What damned error, but some sober brow

Will bless it and approve it with a text.

We can imagine how a man who, kept apart from the great theological interest of the day, could make the above comment; but for a partisan of any one of the sects, such a characterization of the folly and wickedness of making a number of Bible texts the occasion for endless wrangles and bloodshed would have been impossible, for the very cogent reason that in condemning the practice of resorting to Scripture as the court of last appeal in all matters of religion, he would have undermined his own position. Such a passage as the above illustrates with what scant sympathy the leading mind of that age contemplated the warfare of rival faiths. And when it is remembered that what heated the religious sects, the one against the other, were subjects concerning which no one possessed any knowledge, we will appreciate Hamlet's amazement that we should make such fools of ourselves:—

So horridly to shake our disposition

With thoughts beyond the reaches of our souls.

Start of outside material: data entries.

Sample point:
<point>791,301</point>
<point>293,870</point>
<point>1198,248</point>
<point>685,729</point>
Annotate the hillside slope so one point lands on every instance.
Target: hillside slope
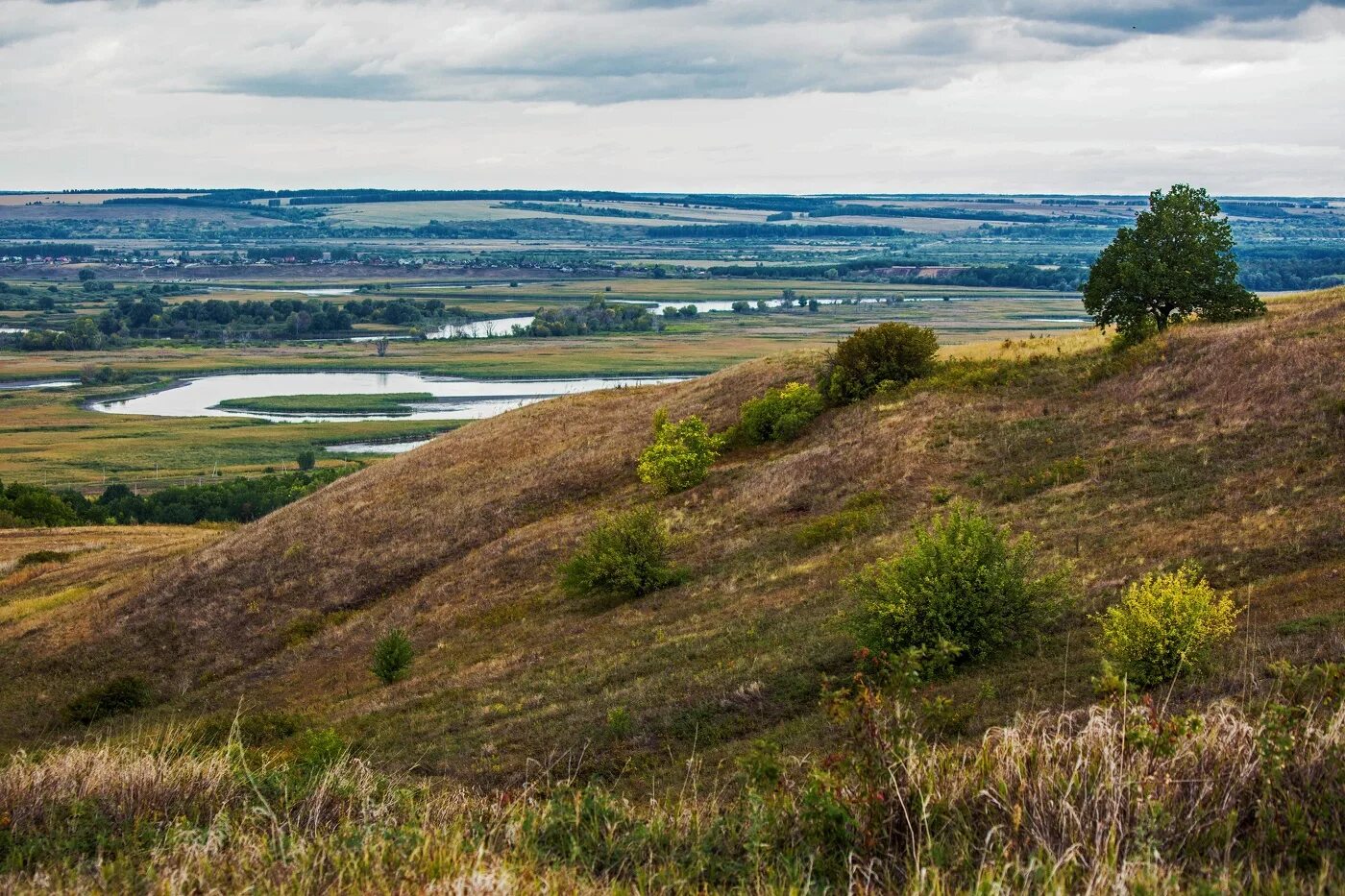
<point>1220,444</point>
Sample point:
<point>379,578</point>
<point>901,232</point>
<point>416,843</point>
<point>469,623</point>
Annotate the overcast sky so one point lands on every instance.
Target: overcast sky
<point>799,96</point>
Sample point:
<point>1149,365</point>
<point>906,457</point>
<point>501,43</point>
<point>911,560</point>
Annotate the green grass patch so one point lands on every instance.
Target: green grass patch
<point>1311,624</point>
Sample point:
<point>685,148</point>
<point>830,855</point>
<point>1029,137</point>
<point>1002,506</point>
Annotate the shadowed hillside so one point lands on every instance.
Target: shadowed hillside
<point>1220,444</point>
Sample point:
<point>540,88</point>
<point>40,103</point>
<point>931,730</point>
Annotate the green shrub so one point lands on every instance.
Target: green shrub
<point>871,356</point>
<point>962,583</point>
<point>679,456</point>
<point>393,655</point>
<point>619,722</point>
<point>124,694</point>
<point>1166,624</point>
<point>780,415</point>
<point>624,556</point>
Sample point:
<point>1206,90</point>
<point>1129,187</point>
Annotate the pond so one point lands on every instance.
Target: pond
<point>49,383</point>
<point>450,397</point>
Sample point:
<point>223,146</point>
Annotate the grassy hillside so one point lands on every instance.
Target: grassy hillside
<point>1219,444</point>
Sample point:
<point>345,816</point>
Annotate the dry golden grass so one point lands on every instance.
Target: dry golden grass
<point>1219,444</point>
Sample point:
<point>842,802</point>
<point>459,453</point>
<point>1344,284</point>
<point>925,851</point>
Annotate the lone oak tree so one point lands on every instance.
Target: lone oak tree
<point>1177,261</point>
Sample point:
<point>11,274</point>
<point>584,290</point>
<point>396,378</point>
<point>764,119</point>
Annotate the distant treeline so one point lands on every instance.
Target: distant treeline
<point>49,251</point>
<point>577,208</point>
<point>1015,276</point>
<point>299,254</point>
<point>598,316</point>
<point>769,231</point>
<point>288,316</point>
<point>145,315</point>
<point>225,500</point>
<point>1275,268</point>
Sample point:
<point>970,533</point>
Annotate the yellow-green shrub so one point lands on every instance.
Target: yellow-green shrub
<point>681,455</point>
<point>1166,624</point>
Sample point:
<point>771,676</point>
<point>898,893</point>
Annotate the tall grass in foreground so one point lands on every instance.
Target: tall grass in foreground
<point>1122,795</point>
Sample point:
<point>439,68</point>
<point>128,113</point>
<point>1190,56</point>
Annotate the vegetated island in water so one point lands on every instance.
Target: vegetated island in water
<point>390,402</point>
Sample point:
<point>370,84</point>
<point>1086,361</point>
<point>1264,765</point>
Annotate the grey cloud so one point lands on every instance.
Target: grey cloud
<point>607,51</point>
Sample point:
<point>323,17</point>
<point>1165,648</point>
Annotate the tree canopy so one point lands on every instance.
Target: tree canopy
<point>1176,262</point>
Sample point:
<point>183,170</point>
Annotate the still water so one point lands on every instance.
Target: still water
<point>453,397</point>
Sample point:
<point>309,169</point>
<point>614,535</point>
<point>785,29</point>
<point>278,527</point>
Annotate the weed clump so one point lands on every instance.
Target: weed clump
<point>44,556</point>
<point>679,456</point>
<point>393,655</point>
<point>624,556</point>
<point>123,694</point>
<point>876,356</point>
<point>964,583</point>
<point>780,415</point>
<point>1166,624</point>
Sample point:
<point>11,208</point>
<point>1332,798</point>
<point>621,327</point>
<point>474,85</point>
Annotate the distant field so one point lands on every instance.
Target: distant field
<point>81,198</point>
<point>49,437</point>
<point>413,214</point>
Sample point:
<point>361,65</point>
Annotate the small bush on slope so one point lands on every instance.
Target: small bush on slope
<point>393,655</point>
<point>118,695</point>
<point>964,581</point>
<point>780,415</point>
<point>624,556</point>
<point>871,356</point>
<point>681,455</point>
<point>1166,626</point>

A further condemnation of the claims, of religious organizations that they possess a Revelation which answers definitely and finally man's questions concerning the here and the hereafter, and a recommendation of the scientific attitude of modesty and openness of mind to fresh knowledge, is found in the lines, so frequently quoted, but with little understanding of its import:—

There are more things in heaven and earth, Horatio,

Than are dreamt of in your philosophy.

Revelation may be closed, the Bibles and creeds may have no further use for study and investigation, but for a man of the rationality of Shakespeare, no revelation, no Bible, no creed, approached anywhere near covering the ever widening realm of truth. The books of the gods are sealed. Shakespeare believed in the open book.